The quality of vision of the opera is an important concept, different from visual acuity. Visual acuity can be 10/10 and poor quality vision. Quality of vision means better to see at night, in times of fog, rain, strong light. Improved perception of distances, relief, velocities, absence of side effects: nocturnal halos, split vision, blurry, fluctuating, veil, dazzling.
Myopia surgery went from standard surgery where each patient was treated identically according to his or her number of myopia to customized surgery, optimized, depending on each case.
It is possible to adapt the profile of each treatment to improve the quality of vision and avoid side effects.
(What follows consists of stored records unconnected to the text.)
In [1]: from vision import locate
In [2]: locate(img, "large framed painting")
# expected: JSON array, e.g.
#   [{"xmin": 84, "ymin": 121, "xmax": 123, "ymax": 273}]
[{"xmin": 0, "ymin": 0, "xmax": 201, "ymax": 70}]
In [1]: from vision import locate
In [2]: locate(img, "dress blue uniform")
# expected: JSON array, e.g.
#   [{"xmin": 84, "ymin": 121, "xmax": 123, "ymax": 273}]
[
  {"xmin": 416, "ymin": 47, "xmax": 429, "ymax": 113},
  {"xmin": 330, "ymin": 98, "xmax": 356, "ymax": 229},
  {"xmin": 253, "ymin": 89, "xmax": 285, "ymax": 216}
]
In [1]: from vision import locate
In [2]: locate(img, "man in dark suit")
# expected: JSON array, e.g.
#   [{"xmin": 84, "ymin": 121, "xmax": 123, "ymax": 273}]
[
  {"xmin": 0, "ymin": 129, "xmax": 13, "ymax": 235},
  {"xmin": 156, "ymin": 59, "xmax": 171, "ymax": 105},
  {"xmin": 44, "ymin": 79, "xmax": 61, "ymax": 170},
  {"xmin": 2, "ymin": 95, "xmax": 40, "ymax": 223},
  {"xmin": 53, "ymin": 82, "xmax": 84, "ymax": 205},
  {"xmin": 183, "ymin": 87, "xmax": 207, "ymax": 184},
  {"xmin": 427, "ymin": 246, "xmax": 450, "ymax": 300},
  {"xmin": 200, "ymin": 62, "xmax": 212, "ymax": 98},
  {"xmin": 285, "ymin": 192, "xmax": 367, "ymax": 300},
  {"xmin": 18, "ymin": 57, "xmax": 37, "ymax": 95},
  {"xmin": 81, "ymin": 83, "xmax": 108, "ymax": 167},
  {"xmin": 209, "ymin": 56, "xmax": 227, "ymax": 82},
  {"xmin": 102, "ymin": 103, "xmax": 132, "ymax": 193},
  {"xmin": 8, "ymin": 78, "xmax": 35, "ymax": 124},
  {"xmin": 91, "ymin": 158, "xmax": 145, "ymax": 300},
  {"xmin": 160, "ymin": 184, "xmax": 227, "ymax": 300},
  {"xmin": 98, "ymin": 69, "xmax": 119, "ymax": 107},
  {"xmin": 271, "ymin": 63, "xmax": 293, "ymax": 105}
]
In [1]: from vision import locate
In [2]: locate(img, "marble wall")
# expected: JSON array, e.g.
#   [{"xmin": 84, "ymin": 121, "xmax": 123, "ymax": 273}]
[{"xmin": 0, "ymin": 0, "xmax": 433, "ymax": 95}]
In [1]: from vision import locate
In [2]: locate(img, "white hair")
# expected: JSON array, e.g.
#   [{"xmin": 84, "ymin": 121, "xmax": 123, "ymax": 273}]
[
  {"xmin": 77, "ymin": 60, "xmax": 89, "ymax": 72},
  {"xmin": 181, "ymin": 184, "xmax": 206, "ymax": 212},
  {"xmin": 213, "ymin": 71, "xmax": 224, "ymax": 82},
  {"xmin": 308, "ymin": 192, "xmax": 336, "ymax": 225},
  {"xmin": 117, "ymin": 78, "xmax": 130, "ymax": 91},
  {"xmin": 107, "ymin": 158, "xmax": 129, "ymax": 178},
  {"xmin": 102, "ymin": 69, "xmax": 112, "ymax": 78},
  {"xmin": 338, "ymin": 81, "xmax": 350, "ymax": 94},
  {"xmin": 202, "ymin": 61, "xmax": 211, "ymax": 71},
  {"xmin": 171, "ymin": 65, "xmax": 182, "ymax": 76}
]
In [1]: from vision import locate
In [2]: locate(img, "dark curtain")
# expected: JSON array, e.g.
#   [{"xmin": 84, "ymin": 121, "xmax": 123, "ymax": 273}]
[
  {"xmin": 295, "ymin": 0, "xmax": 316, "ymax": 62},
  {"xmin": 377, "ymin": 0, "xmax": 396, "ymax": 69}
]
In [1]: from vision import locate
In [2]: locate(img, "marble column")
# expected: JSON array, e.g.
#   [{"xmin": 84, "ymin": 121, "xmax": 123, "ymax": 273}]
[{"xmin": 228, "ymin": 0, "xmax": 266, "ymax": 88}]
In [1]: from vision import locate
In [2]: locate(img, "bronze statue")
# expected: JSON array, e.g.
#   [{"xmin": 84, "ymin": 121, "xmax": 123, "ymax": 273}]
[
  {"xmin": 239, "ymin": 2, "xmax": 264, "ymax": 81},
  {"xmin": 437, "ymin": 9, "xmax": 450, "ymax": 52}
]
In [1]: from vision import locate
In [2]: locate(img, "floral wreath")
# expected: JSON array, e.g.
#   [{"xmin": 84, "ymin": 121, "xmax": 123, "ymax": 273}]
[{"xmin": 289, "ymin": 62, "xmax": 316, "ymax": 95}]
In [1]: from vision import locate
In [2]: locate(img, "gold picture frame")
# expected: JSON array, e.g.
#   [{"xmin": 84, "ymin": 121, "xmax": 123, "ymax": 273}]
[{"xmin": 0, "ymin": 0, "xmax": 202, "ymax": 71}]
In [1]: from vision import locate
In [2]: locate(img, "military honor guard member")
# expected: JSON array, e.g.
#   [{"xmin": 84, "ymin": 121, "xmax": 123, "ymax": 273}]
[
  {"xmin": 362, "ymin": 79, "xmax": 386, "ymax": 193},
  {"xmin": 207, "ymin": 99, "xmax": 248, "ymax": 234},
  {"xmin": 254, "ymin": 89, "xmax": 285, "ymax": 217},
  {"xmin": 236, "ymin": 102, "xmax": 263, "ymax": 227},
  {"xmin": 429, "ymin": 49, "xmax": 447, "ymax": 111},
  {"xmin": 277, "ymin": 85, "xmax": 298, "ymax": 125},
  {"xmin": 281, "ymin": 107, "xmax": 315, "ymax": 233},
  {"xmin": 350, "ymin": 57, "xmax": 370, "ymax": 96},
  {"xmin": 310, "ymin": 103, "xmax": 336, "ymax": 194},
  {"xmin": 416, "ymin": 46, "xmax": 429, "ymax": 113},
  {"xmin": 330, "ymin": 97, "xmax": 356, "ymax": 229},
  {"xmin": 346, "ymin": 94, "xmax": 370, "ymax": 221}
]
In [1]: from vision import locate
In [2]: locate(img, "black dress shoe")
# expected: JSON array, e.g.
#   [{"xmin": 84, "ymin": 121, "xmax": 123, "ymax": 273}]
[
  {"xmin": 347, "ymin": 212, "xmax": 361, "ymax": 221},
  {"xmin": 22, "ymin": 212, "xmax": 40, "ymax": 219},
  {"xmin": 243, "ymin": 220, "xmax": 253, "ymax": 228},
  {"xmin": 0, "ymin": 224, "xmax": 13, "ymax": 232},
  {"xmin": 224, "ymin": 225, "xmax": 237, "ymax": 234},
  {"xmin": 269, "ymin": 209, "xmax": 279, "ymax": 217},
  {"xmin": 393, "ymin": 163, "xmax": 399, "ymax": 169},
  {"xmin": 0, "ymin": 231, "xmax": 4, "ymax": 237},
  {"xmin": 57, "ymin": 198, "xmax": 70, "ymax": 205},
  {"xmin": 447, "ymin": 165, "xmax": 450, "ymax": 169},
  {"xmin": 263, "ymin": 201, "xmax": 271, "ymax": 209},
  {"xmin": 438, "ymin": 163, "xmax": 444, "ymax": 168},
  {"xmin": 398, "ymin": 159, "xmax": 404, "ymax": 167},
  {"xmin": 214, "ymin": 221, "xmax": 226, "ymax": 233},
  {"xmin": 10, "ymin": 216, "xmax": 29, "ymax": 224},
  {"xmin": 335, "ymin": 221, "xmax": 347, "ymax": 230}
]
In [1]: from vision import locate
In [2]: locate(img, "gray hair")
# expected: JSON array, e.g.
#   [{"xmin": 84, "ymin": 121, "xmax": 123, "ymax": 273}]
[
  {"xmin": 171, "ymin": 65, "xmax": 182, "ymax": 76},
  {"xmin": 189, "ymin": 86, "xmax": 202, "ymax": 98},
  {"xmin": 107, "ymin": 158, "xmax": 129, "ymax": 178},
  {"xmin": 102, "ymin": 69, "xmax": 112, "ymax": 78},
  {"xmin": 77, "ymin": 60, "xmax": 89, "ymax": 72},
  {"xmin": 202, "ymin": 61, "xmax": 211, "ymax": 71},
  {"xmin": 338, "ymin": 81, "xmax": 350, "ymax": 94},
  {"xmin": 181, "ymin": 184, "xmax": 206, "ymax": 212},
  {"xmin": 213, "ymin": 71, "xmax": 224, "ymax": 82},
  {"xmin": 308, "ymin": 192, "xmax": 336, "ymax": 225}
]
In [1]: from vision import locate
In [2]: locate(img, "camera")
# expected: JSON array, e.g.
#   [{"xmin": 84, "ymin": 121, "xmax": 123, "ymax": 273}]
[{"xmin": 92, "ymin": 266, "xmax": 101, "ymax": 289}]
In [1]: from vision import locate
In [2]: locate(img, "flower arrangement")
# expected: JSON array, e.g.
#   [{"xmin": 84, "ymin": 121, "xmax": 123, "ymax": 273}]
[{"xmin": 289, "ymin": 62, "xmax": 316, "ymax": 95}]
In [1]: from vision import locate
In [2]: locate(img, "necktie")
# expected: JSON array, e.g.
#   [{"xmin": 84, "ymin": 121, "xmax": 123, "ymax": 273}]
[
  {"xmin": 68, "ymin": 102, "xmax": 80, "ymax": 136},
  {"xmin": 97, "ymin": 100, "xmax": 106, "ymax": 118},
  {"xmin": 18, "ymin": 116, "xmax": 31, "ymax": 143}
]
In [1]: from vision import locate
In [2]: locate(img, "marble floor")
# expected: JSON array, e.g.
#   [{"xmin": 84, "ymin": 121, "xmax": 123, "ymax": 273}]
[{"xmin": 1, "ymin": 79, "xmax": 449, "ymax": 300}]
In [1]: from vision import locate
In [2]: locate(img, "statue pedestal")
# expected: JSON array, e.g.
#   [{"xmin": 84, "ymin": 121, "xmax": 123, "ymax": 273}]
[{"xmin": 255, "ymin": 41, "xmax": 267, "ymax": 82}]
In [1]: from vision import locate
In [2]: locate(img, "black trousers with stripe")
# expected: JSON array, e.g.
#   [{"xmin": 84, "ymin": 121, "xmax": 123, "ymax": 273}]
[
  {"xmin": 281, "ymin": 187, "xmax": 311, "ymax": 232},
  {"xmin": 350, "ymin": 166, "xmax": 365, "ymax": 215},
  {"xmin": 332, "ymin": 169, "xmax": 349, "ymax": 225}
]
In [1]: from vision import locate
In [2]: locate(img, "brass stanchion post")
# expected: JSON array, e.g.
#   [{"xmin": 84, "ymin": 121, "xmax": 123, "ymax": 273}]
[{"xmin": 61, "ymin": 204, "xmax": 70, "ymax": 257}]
One of the means used is the treatment of optical aberrations due to the cornea or the lens that vary from one individual to another. The quantification of these aberrations is done by examining the wavefront which makes it possible to study the irregular behavior of each light ray penetrating the eye and the way it arrives on the retina.
The additive way, for its part, consists in introducing an implant
– in the anterior chamber of the eye in front of the iris (phake implant), or with angular support (abandoned) due to corneal complications or fixed to the iris (Artisan or Artiflex).
– in the posterior chamber behind the iris:
– implant in place of the crystalline lens (extraction of the clear crystalline lens to reserve for the myopias in subjects of more than 50 years because it suppresses the accommodation),
– implant in front of the lens (ICL)
– implant in the cornea (inlay).
Let us recall for the record two operations aimed at flattening the cornea to make it less convergent and no longer practiced: radial keratotomy was the first operation of myopia to be practiced routinely in the 80s, the setting of rings Intra-corneal was also practiced.